Vanderbilt University researchers are scouring the world to reveal the secrets of cancer.
November 21, 2013 | Bill Snyder
From the bustling streets of Shanghai and Lusaka, to the dairy and potato farms of Túquerres, on Colombia’s high Andean plateau, Vanderbilt University researchers are scouring the world to reveal the secrets of cancer.
Aided by the latest genomic technologies as well as tried-and-true, door-to-hut epidemiology, these modern-day explorers are mapping out a previously unimagined topography of growth gone bad. What drives them is the conviction that what they find will benefit people everywhere.
“Today in parts of Africa, Asia and Latin America, treatable cancer is a death sentence,” noted Sten Vermund, M.D., Ph.D., director of the Vanderbilt Institute for Global Health.
“Not all countries have the resources we have to do something to improve health,” added Wei Zheng, M.D., Ph.D., MPH, Ingram Professor of Cancer Research and director of the Vanderbilt Epidemiology Center. “We can do that … and what we discover in another country can also help us improve our health in this country.”
Vermund, Zheng and their colleagues have joined forces with the Vanderbilt-Ingram Cancer Center (VICC) to develop a new Global Health Initiative.

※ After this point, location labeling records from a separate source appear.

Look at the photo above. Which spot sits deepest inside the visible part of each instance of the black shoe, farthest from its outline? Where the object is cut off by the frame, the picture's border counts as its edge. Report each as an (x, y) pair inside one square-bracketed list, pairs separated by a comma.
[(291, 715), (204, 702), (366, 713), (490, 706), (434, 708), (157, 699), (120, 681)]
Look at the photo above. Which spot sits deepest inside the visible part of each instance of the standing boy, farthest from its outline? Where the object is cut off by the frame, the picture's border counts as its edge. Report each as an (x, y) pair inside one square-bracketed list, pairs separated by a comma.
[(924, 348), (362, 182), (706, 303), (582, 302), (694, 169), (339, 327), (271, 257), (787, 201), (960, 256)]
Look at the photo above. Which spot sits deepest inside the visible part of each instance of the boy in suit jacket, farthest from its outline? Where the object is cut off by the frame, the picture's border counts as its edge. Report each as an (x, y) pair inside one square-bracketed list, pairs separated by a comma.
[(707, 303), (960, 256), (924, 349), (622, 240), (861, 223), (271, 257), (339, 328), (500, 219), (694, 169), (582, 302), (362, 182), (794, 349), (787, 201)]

Its mission includes:
- Continuing and expanding existing international research collaborations that advance our understanding of cancer epidemiology, prevention and control;
- Building research capacity and training researchers in low-resource countries to help relieve disproportionately high burdens of cancer, some forms of which are entirely preventable;
- Attracting and training new investigators in global cancer research; and
- Helping Vanderbilt and VICC become leaders in global cancer research, treatment and prevention.
The China connection
Vanderbilt-led studies of breast, colorectal and other cancers based in Shanghai, China, have shown how the interaction of genetics, environment and diet contribute to these diseases and are offering novel ideas for treating and preventing them.
These are the Shanghai Women’s and Men’s Health Studies, established and led respectively by Zheng, who also is chief of the Division of Epidemiology, and Xiao-Ou Shu, M.D., Ph.D., MPH, professor of Medicine. Both are Ingram Professors of Cancer Research.
With 75,000 research subjects in the Women’s Health Study, and 61,000 in the Men’s, and with major support from the National Institutes of Health (NIH), the cohorts are among the largest in the world.
They have laid the groundwork for other studies in China, notably the Shanghai Breast and Endometrial Cancer Studies, and established the Asian Breast and Colorectal Cancer Consortia, which include researchers from several Asian countries and the United States.
By pooling medical information from more than 80,000 people participating in the breast and colorectal cancer consortia, Vanderbilt scientists and colleagues around the globe have been able to pluck several cancer-associated “needles” from the genomic “haystack.”
In other words, they have identified more than 20 variations in the DNA readouts or “genomes” of individuals that are associated with increased risk for breast and colorectal cancers. These variations are called single nucleotide polymorphisms, or SNPs.
In collaboration with scientists around the world, Vanderbilt investigators have helped to identify close to 100 genetic variations for cancers of the lung, ovary, prostate, pancreas, liver and multiple other sites.
A major technique is the GWAS—genome-wide association study—in which the DNA of a large number of research subjects is “genotyped,” or scanned, to look for cancer-associated SNPs.
By comparing differences in genetic inheritance between different populations, the researchers can “zone in” on genetic variations that may increase the risk of cancer, the probability of relapse, or affect one’s response to anti-cancer drugs.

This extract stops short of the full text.